It is the time for family and friends.
The jolly season is here. Christmas, Hanukkah, Diwali and other festivals all encouraging us to reflect and embrace the light fantastic with our loved ones. And Friends.
It is the time to put out that intimate seasonal message. That personalized, from the heart greeting, to your closest dearest and special long time 1.2 million friends via Facebook, Instagram and Twitter. Oh, and then the writing of the paper Christmas cards to the 7 people in your life who probably really count.
I cannot help thinking Chamath Palihapiti might not make Mark Zuckerberg's Christmas card list given his comment that "Facebook is ripping society apart."
"If you feed the beast, the beast will destroy you."
Incredibly strong words from the man who was there at the start and benefited financially from the creation of that which he now loathes.
Yet does he have a point? I closed down (and trust me, that is not as easy as opening up ) my Facebook account at the beginning of this year - and personally feel better for it. I save time, I spend that time with true friends and, perhaps more tellingly according to my Fitbit data analytics, my resting heartbeat and blood pressure have significantly improved.
Chamath makes some seriously interesting points- is the short term dopamine high of "likes" far outweighed by the negative sides of social media's undoubted disruption of how we interact as a species socially?

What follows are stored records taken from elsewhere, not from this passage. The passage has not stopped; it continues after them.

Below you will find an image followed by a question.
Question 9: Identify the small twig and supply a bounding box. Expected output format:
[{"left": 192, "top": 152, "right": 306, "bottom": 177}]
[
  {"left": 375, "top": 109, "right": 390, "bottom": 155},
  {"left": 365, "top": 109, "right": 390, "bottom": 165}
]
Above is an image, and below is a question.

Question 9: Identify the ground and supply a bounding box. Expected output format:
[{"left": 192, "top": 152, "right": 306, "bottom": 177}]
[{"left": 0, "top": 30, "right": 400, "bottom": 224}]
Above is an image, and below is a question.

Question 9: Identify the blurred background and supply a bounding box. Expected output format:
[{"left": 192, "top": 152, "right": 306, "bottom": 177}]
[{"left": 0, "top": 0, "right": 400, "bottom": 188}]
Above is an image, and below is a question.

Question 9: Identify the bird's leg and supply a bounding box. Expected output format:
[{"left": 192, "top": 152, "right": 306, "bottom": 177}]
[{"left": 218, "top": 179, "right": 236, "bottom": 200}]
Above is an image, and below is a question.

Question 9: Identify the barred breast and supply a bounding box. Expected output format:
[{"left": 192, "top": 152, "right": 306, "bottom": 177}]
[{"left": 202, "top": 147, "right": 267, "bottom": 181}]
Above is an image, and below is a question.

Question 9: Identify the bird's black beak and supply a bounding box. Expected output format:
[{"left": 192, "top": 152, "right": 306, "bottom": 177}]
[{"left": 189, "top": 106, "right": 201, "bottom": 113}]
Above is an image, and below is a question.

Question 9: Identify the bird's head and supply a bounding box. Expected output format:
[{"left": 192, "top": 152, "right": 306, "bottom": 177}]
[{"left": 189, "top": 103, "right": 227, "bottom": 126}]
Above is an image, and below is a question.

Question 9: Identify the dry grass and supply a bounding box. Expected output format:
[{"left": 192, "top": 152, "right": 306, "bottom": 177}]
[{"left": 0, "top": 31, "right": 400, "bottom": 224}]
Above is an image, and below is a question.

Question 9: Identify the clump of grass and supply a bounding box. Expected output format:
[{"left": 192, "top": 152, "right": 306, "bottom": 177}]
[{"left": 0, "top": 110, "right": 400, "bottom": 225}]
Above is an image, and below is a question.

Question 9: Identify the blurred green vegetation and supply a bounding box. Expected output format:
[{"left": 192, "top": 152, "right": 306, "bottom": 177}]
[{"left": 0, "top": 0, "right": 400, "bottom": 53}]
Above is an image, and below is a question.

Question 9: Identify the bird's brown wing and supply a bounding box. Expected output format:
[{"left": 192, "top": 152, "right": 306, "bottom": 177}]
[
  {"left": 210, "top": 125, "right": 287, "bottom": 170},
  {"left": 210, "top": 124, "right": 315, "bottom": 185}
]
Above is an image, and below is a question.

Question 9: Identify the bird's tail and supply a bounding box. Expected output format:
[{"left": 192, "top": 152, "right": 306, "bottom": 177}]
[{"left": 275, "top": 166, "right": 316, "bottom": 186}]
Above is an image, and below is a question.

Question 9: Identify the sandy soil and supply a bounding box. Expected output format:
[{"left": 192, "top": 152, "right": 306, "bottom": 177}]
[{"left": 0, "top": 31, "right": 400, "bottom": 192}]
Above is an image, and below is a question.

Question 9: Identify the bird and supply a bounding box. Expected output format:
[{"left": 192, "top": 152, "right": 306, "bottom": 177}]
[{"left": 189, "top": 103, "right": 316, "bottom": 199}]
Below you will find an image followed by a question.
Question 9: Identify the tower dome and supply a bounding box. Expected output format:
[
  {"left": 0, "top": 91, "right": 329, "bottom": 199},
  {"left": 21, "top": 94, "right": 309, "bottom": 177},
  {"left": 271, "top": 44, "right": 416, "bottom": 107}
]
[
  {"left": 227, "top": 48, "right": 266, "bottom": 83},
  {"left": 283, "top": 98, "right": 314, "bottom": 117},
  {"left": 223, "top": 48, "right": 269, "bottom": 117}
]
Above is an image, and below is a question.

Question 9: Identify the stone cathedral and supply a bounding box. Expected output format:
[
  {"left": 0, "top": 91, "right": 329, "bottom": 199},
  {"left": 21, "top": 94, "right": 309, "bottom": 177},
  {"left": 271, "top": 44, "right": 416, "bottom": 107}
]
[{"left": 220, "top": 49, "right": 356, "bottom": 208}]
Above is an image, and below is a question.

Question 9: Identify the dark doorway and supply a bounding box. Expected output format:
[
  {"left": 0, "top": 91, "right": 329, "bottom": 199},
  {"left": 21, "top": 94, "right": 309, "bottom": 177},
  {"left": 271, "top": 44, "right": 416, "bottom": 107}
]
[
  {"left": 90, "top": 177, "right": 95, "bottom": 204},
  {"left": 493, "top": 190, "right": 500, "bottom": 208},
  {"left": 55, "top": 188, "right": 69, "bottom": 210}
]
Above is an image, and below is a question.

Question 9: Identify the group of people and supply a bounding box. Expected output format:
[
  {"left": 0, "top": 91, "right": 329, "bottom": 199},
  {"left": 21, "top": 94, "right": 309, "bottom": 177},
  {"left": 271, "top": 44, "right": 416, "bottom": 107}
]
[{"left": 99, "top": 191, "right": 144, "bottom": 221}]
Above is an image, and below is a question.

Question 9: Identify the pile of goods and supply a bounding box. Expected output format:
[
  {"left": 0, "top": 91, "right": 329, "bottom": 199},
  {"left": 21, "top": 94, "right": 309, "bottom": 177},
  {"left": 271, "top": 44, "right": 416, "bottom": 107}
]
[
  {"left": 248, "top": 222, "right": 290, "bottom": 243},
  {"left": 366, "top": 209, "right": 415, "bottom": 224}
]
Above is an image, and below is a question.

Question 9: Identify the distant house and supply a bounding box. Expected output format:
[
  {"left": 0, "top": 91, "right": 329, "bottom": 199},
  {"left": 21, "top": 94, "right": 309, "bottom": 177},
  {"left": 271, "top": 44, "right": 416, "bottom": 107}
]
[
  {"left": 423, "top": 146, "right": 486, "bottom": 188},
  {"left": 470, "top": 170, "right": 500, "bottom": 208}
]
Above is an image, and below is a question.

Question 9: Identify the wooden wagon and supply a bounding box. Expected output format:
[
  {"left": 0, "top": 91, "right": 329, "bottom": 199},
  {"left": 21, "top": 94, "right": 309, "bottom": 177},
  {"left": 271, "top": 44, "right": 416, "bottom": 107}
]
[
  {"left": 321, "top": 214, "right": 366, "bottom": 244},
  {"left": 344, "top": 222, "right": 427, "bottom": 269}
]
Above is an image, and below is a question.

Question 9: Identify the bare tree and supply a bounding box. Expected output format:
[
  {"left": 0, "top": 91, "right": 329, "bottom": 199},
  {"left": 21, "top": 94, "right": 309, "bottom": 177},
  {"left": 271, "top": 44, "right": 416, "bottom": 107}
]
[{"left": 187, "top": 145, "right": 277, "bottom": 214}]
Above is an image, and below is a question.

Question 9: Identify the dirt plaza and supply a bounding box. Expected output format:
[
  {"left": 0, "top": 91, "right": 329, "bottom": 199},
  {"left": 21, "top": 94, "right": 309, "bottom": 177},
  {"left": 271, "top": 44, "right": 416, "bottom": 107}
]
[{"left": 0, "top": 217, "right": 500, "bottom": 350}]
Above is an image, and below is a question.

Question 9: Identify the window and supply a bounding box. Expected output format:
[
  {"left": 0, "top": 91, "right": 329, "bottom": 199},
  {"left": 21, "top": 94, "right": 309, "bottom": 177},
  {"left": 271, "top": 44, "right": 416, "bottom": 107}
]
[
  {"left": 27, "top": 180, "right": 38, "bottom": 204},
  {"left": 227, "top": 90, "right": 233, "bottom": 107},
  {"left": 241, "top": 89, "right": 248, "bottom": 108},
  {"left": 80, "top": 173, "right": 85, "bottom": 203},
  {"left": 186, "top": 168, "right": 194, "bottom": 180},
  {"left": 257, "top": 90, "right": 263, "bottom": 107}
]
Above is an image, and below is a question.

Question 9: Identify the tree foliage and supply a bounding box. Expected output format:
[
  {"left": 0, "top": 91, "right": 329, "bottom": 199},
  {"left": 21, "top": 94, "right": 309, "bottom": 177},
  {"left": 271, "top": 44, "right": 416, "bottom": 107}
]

He cites the law of unintended consequences. I would equally highlight Newton's third law- For every action, there is an equal and opposite reaction.
After Christmas comes the season for New Year's Resolutions and predictions. I predict that Social Media shall become increasingly scrutinized and the concept of it being an "overwhelming force for the good that does no evil" will significantly challenged.
"I feel tremendous guilt. I think we all knew in the back of our minds, even though we feigned this whole line of 'there probably aren't any really bad unintended consequences'. I think in the deep, deep recesses of our minds we kind of knew something bad could happen, but I think the way we defined it was not like this," he said.